Discussions concerning the proposal to limit non-oil pollution cover offered by the clubs have continued throughout the summer and are now at an advanced stage despite fervent opposition to the proposal from some parts of the shipping industry. Opponents to the plan claim the proposed level of cover is too high, and efforts to collect money to fund such cover could bankrupt many shipowners.

The Greek shipowners' assertion that the limit is also anti-competitive creates another problem for the International Group, which had hoped to implement the limit on Feb. 20, 1996, the date shipowners next renew their liability insurance.

''Notwithstanding our request for a stay of the decision, would it not be necessary and advisable for the International Group to notify the compromise proposal to the European Commission in order to obtain clearance under EC competition law, prior to asking club boards for endorsement?" the Greek shipowners said.

A formal complaint to the Commission competition directorate, DGIV, over the legality of the cover limit could pre-empt a full-scale examination of the P&I system and its treatment of shipowners.

The 15 members of the International group cooperate in the purchase of reinsurance and in the settlement of claims above a certain level.
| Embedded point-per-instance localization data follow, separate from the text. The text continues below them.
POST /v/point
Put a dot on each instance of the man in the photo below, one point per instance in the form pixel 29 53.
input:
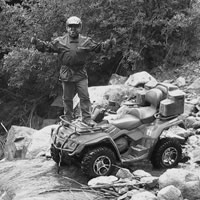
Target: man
pixel 72 50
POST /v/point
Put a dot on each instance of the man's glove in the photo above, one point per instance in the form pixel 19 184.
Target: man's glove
pixel 33 40
pixel 113 42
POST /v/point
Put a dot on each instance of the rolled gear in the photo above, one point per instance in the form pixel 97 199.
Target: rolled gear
pixel 74 20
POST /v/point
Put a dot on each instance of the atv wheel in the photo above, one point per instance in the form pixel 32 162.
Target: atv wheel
pixel 167 154
pixel 98 162
pixel 55 154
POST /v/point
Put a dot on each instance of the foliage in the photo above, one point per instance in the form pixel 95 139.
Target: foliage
pixel 149 33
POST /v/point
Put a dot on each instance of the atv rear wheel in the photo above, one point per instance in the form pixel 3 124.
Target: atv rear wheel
pixel 167 154
pixel 98 162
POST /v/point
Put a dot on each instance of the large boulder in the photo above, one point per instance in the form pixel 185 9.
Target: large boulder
pixel 24 142
pixel 169 193
pixel 187 182
pixel 146 195
pixel 17 142
pixel 101 95
pixel 141 78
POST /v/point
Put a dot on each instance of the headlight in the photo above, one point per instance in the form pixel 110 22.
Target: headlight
pixel 70 145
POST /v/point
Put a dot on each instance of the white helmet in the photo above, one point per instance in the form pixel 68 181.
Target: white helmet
pixel 74 20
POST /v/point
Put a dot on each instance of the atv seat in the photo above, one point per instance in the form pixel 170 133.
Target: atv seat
pixel 138 116
pixel 146 113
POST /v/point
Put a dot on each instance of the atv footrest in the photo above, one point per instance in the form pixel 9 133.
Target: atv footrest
pixel 131 158
pixel 138 150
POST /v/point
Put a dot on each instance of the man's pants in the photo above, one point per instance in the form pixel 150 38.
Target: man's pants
pixel 69 91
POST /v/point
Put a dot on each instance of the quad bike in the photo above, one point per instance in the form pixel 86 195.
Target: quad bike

Members controversially agree not to undercut rates for the first year of membership so that stability is maintained within the group.

DGIV is currently processing the International Group's request to renew the antitrust exemption, which expired earlier this year. While the group is confident that renewal is little more than a formality, a U.K. consumer watchdog confirmed Monday that it had raised a number of questions about the

clubs' exemption.

A spokesman from the U.K. Office of Fair Trading, which monitors trading practices and their effect on U.K. consumers, confirmed it had made a submission to the commission, but declined to give any other details. "We have passed on our views to DGIV," he said.

The commission has already delayed its decision on the exemption, which was expected at the end of the commission's summer recess. Lawyers acting for the International Group said they believed the delays were due to the directorate's heavy workload.